Professionalization creates a win-win for all. Like other growing knowledge-economy professions across the globe, it is important that there be national, regional and international efforts toward collective definitions of good practices and quality standards.

Furthermore, evaluators need to reflect on their own skills and experience as well as the importance of ongoing professional development to stay current in the application of various models, approaches, tools and methods.

Professionalization would drive greater accountability in terms of transparency, quality and integrity. It would increase the recognition of the field of trade and its attractiveness to new entrants.

Clients also benefit from professionalization. Commissioners and managers of evaluations benefit from enhanced quality assurance and a clearer perspective on what to expect from a professional evaluator.

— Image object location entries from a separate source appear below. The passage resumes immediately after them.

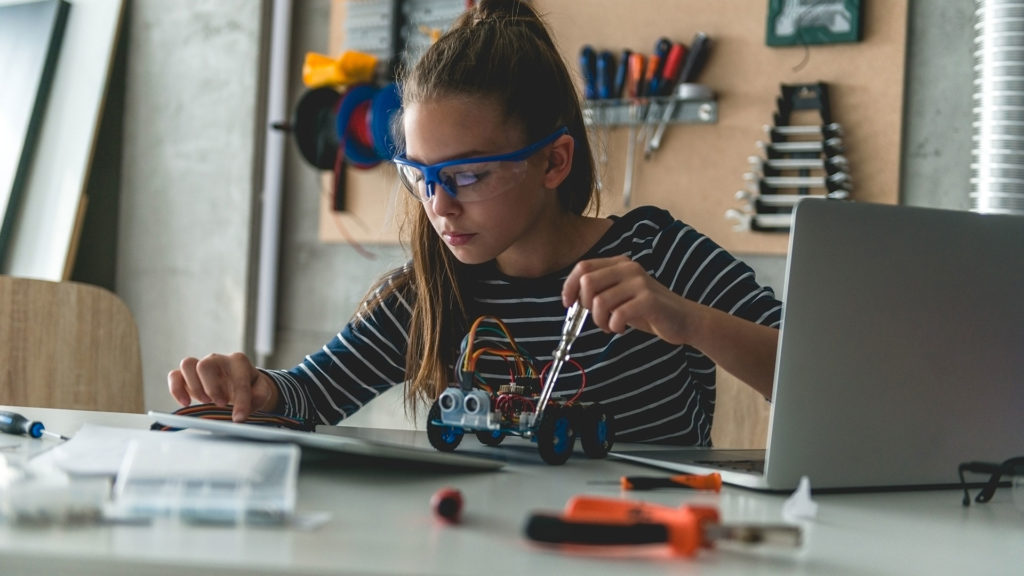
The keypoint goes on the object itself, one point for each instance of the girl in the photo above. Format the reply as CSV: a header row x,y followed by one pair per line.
x,y
496,154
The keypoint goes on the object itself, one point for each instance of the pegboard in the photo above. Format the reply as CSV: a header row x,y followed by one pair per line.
x,y
699,167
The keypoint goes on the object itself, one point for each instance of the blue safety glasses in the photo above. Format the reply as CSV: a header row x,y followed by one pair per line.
x,y
470,179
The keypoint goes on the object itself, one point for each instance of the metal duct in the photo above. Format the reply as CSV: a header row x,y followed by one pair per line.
x,y
997,165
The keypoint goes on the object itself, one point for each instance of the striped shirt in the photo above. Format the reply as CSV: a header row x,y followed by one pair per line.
x,y
657,392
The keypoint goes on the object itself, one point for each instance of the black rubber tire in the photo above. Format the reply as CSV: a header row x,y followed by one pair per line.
x,y
597,430
555,436
443,439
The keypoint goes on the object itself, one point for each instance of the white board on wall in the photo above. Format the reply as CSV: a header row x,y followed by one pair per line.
x,y
43,235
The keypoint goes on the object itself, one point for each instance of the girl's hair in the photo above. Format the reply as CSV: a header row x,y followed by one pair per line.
x,y
500,49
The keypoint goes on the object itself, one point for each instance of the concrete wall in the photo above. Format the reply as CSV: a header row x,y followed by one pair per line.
x,y
188,186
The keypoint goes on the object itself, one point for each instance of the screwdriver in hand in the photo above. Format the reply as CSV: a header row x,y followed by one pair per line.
x,y
12,422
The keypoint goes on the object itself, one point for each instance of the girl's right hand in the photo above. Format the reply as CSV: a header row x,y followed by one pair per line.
x,y
223,379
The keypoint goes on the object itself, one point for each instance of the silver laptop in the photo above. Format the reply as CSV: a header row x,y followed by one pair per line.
x,y
901,353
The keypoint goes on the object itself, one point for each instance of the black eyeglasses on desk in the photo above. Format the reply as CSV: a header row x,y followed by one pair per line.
x,y
1009,468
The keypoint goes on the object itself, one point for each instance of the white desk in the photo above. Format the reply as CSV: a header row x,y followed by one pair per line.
x,y
381,523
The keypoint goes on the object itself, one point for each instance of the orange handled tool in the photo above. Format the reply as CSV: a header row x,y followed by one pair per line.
x,y
597,521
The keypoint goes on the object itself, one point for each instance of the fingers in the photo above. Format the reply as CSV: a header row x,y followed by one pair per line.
x,y
587,272
194,384
241,376
176,384
218,379
605,286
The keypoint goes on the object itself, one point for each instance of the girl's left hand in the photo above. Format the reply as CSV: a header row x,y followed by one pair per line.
x,y
620,293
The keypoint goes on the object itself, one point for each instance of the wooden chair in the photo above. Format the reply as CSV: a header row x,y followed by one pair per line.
x,y
740,414
67,344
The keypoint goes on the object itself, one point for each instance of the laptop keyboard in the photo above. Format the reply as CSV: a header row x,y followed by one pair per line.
x,y
756,466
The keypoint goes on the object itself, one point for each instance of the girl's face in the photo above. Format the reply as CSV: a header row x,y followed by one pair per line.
x,y
509,227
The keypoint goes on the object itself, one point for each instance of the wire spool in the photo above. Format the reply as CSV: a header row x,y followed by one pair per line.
x,y
364,124
313,127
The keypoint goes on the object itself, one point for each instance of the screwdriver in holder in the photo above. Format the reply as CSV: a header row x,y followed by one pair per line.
x,y
603,522
12,422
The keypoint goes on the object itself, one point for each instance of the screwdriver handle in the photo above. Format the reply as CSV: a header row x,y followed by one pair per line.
x,y
620,85
662,49
671,70
605,74
635,76
12,422
712,482
695,58
650,77
588,66
557,530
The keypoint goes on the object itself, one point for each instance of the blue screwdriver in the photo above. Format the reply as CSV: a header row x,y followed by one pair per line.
x,y
12,422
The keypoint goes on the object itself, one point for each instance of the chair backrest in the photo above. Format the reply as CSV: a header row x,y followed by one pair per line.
x,y
67,344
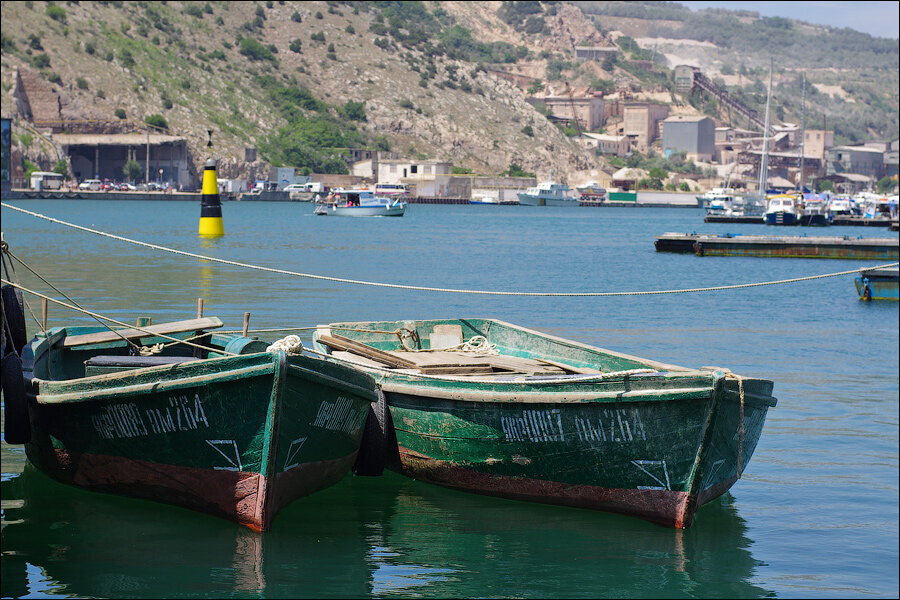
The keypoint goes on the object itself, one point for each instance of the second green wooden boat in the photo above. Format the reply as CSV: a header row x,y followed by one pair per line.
x,y
489,407
228,429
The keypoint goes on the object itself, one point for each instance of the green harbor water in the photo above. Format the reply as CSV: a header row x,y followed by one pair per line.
x,y
814,516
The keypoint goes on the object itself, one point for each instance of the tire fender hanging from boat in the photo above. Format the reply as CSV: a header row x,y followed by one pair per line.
x,y
371,458
16,426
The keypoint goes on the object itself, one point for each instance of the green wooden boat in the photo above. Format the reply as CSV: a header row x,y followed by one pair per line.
x,y
489,407
228,429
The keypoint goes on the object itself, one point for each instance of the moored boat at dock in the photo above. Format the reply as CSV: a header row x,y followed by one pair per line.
x,y
782,209
212,422
548,193
778,246
361,203
489,407
878,284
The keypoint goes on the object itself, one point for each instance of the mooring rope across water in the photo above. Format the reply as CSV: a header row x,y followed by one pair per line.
x,y
432,289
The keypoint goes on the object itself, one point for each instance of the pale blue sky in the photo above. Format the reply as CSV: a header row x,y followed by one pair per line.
x,y
880,19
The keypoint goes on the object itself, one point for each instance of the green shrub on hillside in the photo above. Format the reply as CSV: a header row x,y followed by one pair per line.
x,y
254,50
157,121
57,13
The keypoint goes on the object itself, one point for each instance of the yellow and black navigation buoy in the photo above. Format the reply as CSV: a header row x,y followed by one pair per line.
x,y
210,207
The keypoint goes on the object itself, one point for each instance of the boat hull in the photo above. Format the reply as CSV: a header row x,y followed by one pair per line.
x,y
781,218
878,284
237,437
645,459
393,210
641,438
532,200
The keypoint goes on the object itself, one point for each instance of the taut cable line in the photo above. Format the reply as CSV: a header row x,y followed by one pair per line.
x,y
420,288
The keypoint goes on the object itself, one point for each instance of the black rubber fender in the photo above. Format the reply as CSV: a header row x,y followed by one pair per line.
x,y
16,426
14,312
370,459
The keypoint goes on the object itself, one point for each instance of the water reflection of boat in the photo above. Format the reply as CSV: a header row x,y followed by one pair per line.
x,y
432,539
102,546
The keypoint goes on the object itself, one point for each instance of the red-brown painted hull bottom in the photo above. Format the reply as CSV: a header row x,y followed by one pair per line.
x,y
246,498
666,507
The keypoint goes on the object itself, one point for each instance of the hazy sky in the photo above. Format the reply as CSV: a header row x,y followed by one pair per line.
x,y
881,19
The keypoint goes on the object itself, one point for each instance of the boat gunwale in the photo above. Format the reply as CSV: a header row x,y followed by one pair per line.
x,y
113,391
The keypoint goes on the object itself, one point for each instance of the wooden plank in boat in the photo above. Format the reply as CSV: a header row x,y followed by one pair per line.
x,y
470,369
102,337
499,362
570,368
339,342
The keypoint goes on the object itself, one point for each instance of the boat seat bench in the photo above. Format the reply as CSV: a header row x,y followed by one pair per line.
x,y
101,365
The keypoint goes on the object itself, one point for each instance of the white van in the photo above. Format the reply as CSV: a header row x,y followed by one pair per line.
x,y
90,184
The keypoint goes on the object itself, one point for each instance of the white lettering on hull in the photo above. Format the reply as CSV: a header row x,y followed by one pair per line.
x,y
125,421
534,426
341,415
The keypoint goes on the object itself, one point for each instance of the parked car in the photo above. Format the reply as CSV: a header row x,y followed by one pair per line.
x,y
90,184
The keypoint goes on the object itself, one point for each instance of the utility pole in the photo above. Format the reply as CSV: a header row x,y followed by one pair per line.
x,y
803,134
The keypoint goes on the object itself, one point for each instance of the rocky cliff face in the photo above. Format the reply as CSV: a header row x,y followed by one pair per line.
x,y
165,59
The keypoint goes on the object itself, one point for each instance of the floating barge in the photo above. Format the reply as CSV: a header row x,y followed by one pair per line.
x,y
778,246
837,221
878,284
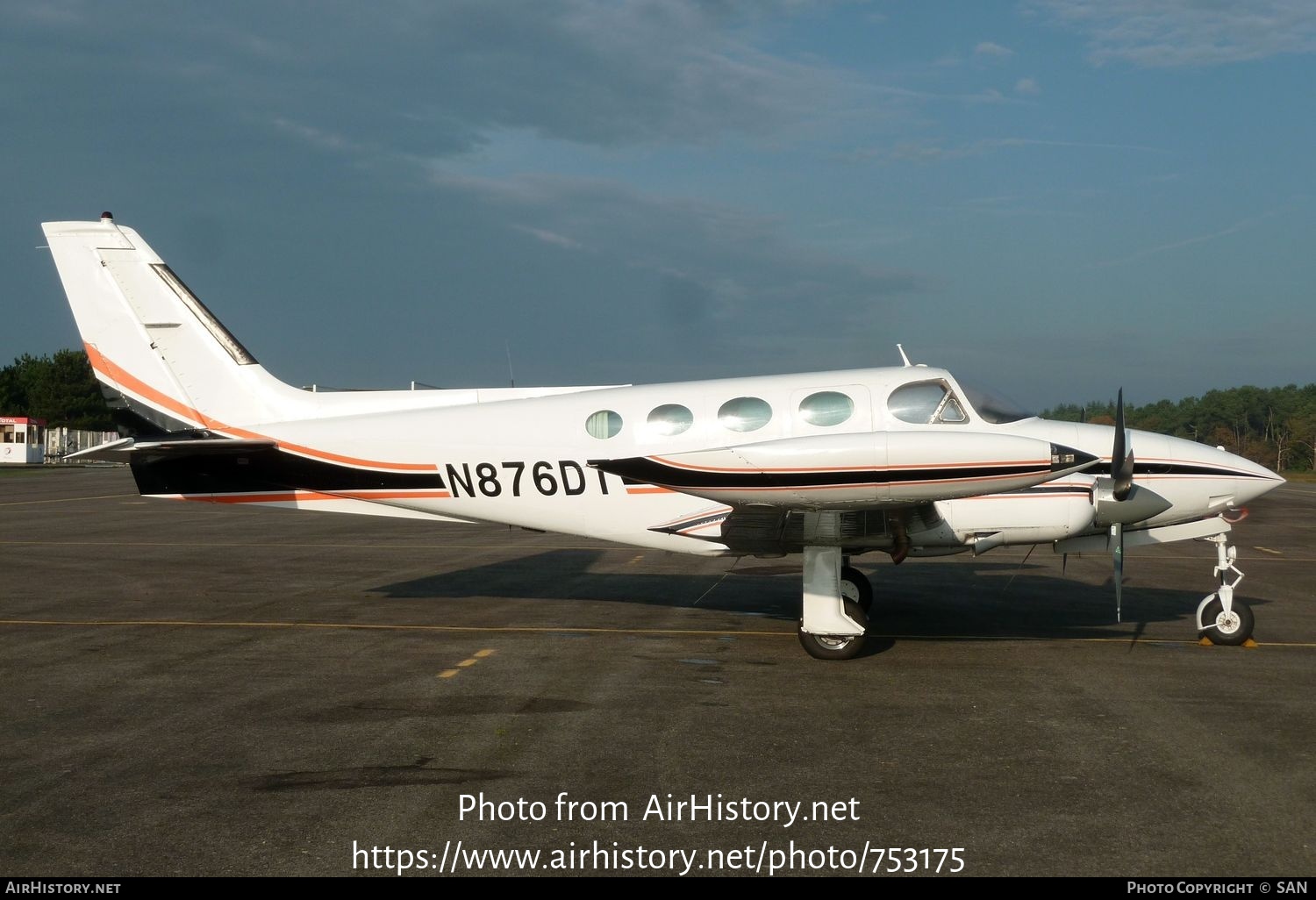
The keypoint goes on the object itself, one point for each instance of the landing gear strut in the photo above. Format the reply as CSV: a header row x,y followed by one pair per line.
x,y
1220,618
832,626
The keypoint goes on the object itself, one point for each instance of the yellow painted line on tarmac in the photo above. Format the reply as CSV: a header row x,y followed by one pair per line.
x,y
569,629
275,546
466,663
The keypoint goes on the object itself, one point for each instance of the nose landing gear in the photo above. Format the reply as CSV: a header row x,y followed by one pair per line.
x,y
1221,618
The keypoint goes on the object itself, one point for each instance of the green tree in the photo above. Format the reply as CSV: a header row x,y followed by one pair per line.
x,y
61,389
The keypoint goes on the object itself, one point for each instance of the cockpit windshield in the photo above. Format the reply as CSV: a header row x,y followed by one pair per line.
x,y
992,407
926,403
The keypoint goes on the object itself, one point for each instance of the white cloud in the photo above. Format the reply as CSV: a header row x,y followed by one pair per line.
x,y
991,49
1168,33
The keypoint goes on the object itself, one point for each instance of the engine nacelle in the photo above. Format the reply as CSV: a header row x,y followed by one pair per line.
x,y
1139,505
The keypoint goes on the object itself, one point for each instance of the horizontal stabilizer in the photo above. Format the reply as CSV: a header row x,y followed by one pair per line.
x,y
124,449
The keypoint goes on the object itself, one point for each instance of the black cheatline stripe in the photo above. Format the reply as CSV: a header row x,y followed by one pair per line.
x,y
1171,468
266,470
652,471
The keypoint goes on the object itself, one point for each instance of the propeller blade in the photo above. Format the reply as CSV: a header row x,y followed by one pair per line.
x,y
1118,533
1121,457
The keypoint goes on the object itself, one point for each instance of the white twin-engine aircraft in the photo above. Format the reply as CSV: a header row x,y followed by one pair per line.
x,y
828,465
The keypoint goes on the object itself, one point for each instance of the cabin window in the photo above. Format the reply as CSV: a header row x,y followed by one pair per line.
x,y
603,424
926,403
826,408
670,418
744,415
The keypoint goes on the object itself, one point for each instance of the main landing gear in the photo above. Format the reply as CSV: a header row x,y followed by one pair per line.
x,y
1220,618
836,602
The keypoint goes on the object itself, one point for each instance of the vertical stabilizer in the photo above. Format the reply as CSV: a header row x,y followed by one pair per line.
x,y
153,344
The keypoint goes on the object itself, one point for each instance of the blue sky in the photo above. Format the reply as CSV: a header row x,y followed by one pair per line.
x,y
1057,197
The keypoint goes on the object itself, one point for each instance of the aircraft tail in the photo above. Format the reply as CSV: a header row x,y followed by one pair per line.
x,y
165,362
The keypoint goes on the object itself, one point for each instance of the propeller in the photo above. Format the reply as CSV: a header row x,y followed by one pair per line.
x,y
1121,457
1121,478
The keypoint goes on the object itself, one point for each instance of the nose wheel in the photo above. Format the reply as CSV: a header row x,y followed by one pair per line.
x,y
836,646
832,623
1221,618
857,587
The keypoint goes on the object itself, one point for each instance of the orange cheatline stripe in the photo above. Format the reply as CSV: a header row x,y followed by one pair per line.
x,y
844,468
300,496
124,379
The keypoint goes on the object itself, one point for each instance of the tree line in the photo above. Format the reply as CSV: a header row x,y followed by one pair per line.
x,y
1273,426
60,389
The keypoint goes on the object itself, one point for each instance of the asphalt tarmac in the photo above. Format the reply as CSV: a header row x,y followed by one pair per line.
x,y
204,689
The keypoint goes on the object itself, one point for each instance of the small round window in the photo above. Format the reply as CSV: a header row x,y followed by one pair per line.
x,y
670,418
603,424
745,415
826,408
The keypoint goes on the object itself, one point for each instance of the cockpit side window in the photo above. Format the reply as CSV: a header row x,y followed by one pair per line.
x,y
924,403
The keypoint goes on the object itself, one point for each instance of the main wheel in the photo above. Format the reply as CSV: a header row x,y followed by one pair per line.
x,y
840,646
855,586
1228,629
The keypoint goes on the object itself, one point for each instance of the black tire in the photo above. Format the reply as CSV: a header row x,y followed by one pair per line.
x,y
855,586
1228,632
821,646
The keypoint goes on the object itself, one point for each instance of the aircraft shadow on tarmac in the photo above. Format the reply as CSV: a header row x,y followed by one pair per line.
x,y
926,597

The professionalization of evaluation poses some risk to individuals, institutions and systems. At an individual level, the improved professionalization is likely to mean that those who do not follow the standards of professional practice may no longer be commissioned to provide services. Professionalization could discourage innovative methodological designs and promote conformity and a homogenous approach. At an institutional and system level, there is also a risk that the services of a professionalized and organized body of evaluators will be discounted by institutions, especially those that are unwilling to adapt, who consider the objective evaluation evidence to be “inconvenient truths”. This might lead a professional service being avoided or undermined by institutions or systems who resist the challenge to the status quo that evaluation can present. All in all, however, “the generic risks (restricted methodological diversity, rigidly standardized training, blocked access to talented practitioners, putting the interests of evaluators ahead over those of its clients) seem readily manageable.” (Picciotto, 2011)

So, questions to you, VOPE leaders: what are the issues that a professionalization process would address in your country? What benefits would you expect to derive for individual evaluators, for commissioners, for your VOPE, and for your country via a professionalization push? What risks do you see associated with such a process in your country? How could you mitigate these risks?